Slowly they made their way toward the entrance, pausing now and then to examine the rough walls of the tunnel which had been laboriously driven through the mass of copper ore.

"Wonder who worked this mine?" speculated Connie. "Just think of men working for years and years, I s'pose, to dig out copper—with all that gold lying free in the gravel."

"Yeh, son, seems queeah to us. But when yo' come to think of it, coppeh's wo'th a heap mo'n gold, when it comes down to usin' it fo' hammehs, an' ha'poons, an' dishes. Gold ain't no real good, nohow—'cept fo' what it'll buy. An' if they ain't no place to spend it, a man mout a heap sight betteh dig out coppeh."
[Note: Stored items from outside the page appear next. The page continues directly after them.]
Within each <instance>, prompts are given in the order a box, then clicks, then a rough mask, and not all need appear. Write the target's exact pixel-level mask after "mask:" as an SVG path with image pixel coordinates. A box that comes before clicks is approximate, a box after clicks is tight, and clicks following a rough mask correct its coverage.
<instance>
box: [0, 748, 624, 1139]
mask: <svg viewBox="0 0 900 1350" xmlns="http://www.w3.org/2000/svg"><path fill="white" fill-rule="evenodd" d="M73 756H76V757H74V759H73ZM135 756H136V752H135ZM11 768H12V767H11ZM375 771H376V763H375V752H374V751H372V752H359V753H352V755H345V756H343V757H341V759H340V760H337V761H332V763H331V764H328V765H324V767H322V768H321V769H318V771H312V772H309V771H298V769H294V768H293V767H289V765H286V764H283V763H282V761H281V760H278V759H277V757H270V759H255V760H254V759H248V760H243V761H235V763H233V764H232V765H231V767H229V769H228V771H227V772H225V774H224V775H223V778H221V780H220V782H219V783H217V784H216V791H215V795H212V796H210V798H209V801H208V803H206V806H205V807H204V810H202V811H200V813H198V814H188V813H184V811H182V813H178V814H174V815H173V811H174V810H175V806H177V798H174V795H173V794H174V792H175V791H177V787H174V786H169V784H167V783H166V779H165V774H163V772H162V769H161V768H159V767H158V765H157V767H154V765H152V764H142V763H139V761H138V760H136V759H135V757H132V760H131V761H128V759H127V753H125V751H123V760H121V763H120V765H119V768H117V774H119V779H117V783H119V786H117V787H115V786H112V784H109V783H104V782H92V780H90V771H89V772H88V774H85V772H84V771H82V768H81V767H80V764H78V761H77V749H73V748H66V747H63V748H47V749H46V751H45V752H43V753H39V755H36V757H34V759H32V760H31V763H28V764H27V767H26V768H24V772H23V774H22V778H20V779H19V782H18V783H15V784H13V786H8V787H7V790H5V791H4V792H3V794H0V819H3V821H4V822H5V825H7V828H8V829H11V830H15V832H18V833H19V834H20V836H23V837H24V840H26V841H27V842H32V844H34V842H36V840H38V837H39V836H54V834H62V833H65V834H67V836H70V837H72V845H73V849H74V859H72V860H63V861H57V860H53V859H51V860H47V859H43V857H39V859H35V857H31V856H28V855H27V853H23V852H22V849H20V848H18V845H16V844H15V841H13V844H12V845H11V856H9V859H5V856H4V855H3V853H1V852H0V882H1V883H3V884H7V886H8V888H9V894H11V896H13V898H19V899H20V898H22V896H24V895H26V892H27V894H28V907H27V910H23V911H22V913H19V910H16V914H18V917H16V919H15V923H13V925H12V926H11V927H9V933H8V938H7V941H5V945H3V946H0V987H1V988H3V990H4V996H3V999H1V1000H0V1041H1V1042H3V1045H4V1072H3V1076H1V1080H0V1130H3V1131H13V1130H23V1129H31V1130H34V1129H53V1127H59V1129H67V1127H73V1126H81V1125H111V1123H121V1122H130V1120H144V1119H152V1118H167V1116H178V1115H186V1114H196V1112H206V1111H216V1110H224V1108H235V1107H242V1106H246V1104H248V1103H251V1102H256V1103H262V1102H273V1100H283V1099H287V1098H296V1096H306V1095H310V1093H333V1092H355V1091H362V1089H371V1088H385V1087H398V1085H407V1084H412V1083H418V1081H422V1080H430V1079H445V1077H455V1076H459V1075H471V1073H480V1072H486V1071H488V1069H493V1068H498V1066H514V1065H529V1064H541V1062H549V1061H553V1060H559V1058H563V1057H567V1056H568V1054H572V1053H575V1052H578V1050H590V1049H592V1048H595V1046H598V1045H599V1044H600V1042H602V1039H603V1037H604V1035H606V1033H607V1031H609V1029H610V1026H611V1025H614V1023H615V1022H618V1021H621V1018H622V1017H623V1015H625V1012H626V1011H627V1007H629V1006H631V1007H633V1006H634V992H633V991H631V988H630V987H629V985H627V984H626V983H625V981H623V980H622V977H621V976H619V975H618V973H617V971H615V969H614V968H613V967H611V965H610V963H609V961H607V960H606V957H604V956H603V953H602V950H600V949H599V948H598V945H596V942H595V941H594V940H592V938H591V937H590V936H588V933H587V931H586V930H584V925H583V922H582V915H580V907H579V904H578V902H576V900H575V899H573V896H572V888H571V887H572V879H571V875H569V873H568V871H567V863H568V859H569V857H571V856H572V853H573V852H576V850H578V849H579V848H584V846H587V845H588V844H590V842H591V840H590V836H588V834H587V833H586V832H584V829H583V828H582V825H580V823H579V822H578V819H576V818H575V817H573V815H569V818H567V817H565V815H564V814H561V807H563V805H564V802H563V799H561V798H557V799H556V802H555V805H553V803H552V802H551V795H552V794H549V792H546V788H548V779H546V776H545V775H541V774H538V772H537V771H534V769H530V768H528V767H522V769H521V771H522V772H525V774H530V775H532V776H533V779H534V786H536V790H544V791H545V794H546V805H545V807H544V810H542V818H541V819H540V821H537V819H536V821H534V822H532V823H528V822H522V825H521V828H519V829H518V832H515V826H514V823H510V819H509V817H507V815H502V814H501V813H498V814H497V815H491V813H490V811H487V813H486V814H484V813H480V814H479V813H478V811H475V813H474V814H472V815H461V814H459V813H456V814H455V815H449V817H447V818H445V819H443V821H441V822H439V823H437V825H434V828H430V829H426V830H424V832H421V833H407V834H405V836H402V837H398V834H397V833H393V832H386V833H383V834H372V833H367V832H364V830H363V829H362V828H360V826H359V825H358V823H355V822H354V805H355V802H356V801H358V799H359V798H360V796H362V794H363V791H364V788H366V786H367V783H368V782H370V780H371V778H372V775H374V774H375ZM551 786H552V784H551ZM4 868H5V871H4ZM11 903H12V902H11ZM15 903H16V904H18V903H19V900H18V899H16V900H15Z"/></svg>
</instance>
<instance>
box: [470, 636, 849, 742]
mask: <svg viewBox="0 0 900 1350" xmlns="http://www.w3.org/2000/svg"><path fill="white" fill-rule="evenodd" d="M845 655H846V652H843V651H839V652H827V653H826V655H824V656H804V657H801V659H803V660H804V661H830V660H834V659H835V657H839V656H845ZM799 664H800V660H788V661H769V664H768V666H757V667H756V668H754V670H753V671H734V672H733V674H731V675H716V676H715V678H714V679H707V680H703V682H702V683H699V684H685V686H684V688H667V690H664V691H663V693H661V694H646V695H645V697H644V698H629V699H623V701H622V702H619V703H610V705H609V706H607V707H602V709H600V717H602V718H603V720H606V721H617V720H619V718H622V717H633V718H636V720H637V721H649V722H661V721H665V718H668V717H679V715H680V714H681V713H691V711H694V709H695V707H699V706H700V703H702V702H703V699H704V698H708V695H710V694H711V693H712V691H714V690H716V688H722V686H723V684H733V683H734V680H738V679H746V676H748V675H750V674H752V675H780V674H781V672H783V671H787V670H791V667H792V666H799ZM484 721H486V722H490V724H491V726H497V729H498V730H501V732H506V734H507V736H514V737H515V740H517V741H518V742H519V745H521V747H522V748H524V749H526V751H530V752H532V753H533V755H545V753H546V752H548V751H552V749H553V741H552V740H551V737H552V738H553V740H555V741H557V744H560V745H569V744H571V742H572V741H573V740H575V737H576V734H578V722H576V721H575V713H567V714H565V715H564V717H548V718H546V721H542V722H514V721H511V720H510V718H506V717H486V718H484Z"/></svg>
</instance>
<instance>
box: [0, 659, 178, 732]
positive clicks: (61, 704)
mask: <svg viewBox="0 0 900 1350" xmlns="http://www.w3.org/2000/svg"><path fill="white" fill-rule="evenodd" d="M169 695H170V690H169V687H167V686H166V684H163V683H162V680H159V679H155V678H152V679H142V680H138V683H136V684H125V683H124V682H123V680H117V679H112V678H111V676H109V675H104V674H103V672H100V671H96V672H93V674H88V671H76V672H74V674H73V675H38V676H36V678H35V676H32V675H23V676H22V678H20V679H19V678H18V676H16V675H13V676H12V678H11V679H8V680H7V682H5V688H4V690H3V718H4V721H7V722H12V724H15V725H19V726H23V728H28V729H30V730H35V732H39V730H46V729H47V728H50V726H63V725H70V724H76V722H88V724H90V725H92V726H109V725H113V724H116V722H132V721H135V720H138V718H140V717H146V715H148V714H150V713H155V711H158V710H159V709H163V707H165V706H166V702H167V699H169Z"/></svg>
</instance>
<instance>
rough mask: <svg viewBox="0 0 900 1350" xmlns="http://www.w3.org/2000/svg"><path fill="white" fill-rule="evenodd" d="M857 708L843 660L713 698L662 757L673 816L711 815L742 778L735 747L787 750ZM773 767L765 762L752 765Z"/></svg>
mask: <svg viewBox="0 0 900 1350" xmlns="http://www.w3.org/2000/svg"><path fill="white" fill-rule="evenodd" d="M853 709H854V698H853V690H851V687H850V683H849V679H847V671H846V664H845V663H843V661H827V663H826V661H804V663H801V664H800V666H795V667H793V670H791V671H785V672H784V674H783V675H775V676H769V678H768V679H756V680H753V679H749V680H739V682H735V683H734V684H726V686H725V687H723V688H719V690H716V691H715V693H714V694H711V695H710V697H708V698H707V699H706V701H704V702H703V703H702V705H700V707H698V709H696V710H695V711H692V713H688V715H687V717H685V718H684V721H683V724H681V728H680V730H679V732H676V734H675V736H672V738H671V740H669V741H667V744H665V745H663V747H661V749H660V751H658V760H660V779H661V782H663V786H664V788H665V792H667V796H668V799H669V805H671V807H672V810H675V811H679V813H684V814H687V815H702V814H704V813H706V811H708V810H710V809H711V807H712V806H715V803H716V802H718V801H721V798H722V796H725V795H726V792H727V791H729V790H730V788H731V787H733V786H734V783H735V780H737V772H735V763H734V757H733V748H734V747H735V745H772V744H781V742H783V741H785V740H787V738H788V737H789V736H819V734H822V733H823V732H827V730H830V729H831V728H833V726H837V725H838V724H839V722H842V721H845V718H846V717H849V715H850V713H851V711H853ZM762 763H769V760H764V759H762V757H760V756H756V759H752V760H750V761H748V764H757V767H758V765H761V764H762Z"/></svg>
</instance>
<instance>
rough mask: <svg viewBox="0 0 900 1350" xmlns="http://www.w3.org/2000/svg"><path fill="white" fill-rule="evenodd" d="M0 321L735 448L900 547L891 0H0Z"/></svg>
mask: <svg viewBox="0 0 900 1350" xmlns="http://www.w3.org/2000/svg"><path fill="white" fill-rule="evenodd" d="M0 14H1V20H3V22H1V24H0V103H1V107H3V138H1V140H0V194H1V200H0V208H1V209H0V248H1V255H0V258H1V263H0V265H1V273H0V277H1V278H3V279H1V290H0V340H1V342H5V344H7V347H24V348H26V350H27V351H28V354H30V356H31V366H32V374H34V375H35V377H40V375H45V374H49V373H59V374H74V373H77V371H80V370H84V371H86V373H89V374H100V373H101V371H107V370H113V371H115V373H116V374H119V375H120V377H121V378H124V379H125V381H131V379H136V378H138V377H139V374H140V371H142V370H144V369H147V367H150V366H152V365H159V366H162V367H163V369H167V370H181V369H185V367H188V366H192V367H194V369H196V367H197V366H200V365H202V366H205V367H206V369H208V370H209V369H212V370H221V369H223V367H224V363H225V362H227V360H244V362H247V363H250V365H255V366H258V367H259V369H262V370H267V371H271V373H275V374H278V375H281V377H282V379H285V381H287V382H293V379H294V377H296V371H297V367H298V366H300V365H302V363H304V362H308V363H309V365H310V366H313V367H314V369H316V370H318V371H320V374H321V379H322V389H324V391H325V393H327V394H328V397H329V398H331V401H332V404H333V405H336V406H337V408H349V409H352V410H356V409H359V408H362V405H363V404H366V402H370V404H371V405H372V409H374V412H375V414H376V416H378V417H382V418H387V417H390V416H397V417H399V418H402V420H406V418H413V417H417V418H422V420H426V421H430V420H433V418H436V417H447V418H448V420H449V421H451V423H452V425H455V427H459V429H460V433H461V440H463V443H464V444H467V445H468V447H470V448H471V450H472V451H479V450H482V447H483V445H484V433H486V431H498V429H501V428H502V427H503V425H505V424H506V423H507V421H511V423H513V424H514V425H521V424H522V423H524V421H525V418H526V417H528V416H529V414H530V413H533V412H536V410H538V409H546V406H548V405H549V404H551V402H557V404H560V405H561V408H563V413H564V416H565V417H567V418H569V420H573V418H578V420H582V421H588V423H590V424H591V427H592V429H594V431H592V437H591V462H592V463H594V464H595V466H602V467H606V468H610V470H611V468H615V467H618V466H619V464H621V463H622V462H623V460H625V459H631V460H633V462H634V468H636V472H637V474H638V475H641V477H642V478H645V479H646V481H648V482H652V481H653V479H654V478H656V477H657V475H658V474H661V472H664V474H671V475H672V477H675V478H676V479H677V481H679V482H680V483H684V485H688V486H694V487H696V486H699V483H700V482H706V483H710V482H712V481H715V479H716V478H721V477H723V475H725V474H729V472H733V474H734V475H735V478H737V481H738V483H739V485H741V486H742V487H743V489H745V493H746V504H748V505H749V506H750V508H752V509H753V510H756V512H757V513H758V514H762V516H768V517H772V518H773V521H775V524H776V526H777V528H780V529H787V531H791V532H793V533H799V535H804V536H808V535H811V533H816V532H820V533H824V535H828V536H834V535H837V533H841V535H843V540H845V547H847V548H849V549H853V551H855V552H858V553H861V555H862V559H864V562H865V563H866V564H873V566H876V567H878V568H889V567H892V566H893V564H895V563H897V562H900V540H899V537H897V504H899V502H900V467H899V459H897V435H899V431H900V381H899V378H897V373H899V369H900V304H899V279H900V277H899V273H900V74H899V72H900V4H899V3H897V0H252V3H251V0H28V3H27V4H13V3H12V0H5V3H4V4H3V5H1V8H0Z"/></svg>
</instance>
The sun was shining brightly on the snow when the three finally stood at the tunnel-mouth and gazed out into the valley of the Ignatook. A light wind carried the steam and frozen fog particles toward the opposite bank, whose high cliffs appeared from time to time as islands in a billowy white sea. Almost at their feet the waters of the creek wound between banks of glittering snow crystals, and above them the great bank of frozen mist eddied and rolled. The stakes Carlson had driven to mark his claim, and that of Pete Mateese, were plainly visible, and upon the black gravel at the water's edge were strewn the weather-darkened bones of many men.